Koozali.org: home of the SME Server

Internet access

Offline ronald1969

  • **
  • 34
  • +0/-0
    • http://www.kramsvogel.nl
Internet access
« on: February 16, 2005, 11:08:27 AM »
I got SME up and running, thanks to RequestedDeletion.

Now I want to control internet access for the users, but not by IP but by Username/Password.

Can anybody tell me what I need to do/install and how.

Thanks,

Ronald
...

Offline Tib

  • *
  • 571
  • +0/-0
    • http://www.tibors.net
Internet access
« Reply #1 on: February 16, 2005, 12:16:37 PM »
Hello ronald1969,

Do a search on Danguardian ... it'll be the closest thing to what your ar looking for.
Dungog have a dansguardian setup for SME ... but it will cost a very small price to get it and all the other contribs they have.

http://www.dungog.net/sme/index.php

I purchased the yearly license for work ... I think it's worth it ... unless you want to play with the guts of files and templates etc.
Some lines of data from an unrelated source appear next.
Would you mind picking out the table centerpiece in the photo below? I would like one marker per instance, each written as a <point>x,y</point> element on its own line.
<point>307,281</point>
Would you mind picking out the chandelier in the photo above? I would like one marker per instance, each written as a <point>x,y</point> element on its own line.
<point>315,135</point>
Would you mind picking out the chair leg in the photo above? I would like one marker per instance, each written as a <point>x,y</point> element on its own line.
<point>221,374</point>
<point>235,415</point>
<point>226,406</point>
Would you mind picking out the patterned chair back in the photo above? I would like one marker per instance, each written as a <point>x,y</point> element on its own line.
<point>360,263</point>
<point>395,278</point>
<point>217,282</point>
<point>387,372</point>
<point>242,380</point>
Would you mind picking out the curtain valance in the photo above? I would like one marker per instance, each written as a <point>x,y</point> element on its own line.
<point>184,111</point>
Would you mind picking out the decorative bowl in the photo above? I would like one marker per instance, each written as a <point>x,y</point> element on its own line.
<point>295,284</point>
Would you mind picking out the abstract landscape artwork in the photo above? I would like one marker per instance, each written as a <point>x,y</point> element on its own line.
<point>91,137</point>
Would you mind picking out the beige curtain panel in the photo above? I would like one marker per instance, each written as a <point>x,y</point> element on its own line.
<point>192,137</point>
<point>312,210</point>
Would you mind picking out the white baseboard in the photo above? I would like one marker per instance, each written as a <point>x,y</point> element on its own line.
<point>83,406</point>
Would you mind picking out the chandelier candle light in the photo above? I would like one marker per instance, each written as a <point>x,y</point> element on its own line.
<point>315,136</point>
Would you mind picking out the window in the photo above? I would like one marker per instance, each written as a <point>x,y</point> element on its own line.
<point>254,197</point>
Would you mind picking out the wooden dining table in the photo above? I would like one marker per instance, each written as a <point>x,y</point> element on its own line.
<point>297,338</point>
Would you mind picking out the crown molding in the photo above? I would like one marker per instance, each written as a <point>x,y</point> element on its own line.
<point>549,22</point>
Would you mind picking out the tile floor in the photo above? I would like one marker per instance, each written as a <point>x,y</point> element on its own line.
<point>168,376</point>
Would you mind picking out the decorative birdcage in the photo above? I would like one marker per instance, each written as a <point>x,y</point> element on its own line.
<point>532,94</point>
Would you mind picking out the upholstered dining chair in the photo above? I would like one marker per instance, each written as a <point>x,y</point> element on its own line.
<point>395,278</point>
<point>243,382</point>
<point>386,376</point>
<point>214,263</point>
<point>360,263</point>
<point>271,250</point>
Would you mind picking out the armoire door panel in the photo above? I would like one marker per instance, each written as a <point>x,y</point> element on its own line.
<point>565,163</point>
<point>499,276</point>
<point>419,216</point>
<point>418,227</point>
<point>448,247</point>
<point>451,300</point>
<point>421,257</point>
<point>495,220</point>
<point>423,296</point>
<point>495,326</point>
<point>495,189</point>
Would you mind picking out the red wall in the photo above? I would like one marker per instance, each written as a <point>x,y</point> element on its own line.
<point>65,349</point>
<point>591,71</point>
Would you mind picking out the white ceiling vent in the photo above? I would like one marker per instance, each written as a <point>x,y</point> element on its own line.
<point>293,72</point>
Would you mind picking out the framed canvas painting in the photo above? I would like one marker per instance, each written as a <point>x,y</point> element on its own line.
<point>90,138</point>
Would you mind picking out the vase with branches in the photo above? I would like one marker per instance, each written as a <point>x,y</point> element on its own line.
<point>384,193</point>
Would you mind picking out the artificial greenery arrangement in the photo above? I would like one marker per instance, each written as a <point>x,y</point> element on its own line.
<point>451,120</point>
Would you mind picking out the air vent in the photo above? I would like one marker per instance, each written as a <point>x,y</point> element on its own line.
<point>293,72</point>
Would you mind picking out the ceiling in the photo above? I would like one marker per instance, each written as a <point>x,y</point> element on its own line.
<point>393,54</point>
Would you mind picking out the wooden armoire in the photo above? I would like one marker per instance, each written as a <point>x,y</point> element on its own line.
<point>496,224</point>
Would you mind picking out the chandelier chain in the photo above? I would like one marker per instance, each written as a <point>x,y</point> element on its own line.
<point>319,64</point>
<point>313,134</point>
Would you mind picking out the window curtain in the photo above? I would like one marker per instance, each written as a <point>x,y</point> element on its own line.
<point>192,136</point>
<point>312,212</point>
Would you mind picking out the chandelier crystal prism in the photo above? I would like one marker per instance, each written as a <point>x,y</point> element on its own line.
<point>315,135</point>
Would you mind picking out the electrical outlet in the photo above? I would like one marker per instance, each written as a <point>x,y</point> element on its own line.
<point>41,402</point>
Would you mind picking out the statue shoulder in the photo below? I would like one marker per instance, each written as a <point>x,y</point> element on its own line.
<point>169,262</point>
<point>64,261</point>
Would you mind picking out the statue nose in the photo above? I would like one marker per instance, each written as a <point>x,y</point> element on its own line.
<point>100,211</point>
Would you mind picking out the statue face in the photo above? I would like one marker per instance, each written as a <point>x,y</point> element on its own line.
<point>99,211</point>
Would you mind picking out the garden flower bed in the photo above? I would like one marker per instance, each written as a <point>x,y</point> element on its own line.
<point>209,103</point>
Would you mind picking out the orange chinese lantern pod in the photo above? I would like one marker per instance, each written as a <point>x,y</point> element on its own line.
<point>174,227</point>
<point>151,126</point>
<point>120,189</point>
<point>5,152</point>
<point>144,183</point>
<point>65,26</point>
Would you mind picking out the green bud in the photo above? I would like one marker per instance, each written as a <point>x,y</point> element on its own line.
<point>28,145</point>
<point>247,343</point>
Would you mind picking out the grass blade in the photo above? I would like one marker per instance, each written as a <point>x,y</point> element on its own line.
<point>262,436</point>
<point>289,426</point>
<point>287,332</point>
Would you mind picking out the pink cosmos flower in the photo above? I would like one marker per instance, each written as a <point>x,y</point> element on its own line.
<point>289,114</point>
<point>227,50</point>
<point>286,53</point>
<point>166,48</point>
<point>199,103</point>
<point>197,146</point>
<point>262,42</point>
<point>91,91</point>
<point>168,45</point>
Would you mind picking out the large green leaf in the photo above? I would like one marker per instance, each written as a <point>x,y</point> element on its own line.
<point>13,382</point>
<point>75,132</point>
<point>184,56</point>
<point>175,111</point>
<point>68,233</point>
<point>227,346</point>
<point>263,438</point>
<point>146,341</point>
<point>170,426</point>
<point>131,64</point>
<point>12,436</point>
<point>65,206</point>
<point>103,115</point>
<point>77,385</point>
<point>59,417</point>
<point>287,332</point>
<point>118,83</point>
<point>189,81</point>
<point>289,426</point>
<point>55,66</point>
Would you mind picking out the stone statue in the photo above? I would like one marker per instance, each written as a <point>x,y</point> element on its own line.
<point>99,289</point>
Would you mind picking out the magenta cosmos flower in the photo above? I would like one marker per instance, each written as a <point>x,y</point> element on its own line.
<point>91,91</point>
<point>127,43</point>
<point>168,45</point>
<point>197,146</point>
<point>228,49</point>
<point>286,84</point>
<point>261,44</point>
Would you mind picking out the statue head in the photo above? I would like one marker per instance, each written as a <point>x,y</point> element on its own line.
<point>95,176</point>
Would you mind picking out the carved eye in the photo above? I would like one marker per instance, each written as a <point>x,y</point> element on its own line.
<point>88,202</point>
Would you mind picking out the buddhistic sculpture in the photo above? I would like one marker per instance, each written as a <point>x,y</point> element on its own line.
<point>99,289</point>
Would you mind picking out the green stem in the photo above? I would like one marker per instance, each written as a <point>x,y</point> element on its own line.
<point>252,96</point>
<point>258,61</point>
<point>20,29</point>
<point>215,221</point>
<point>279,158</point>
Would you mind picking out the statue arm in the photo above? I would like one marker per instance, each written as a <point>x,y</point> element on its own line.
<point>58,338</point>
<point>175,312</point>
I may even get it for home use in the near future.

Regards,

Tib

Offline cjensen

  • *
  • 133
  • +0/-0
    • http://acenet-tech.org
Internet access
« Reply #2 on: February 17, 2005, 05:19:02 AM »
There is another option 'not' requiring any evicerations ;-):

sme-squid (sme-squid-1.0-2 is wat is on my SME 6+ boxes), squidguard, and sarg reports to view the archived history of accesses.

The sme-squid package provides a server-manager panel with which you can create a proxy port requiring users to authenticate before gaining outside access.

Squidguard (a common contrib), provides a decent filter of the stuff you wish your network not to access.  Also provides a server-manager panel.

Sarg reports provides a panel as well where you can view all accesses by users.

If you have trouble finding the packages and are interested let me know.

Craig Jensen

Offline jackl

  • ****
  • 136
  • +0/-0
Internet access
« Reply #3 on: February 17, 2005, 09:25:26 AM »
I agree with Craig, I use the same rpm it is relatively simple to install and yet very effective.
The only problem you may have with is that after logging on to the web using certain versions of IE6, you may get a blank page and have to hit refresh to get it to work. This is an IE6 authentication problem and you can download a fix from micrososft:
http://support.microsoft.com/default.aspx?id=kb;en-us;331906
 
This rpm also integrates well with other apps such as Dansguardian etc.

Regards,
Jack
......

Offline ronald1969

  • **
  • 34
  • +0/-0
    • http://www.kramsvogel.nl
Internet access
« Reply #4 on: February 17, 2005, 08:02:09 PM »
Craig Jensen,

Yes I can use some help finding these packages.

So please tell me

Ronald
...

Offline Tib

  • *
  • 571
  • +0/-0
    • http://www.tibors.net
Internet access
« Reply #5 on: February 18, 2005, 08:39:29 AM »
http://e-smith.dyndns.org/

google is your friend :)

Regards,

Tib

Offline cjensen

  • *
  • 133
  • +0/-0
    • http://acenet-tech.org
Internet access
« Reply #6 on: February 21, 2005, 06:09:37 AM »
http://www.acenet-tech.org/cdj/netsecure/netsecure.tar.gz

Contains four packages: Squidguard (sg3 directory), sme-squid, sarg, and sgedit.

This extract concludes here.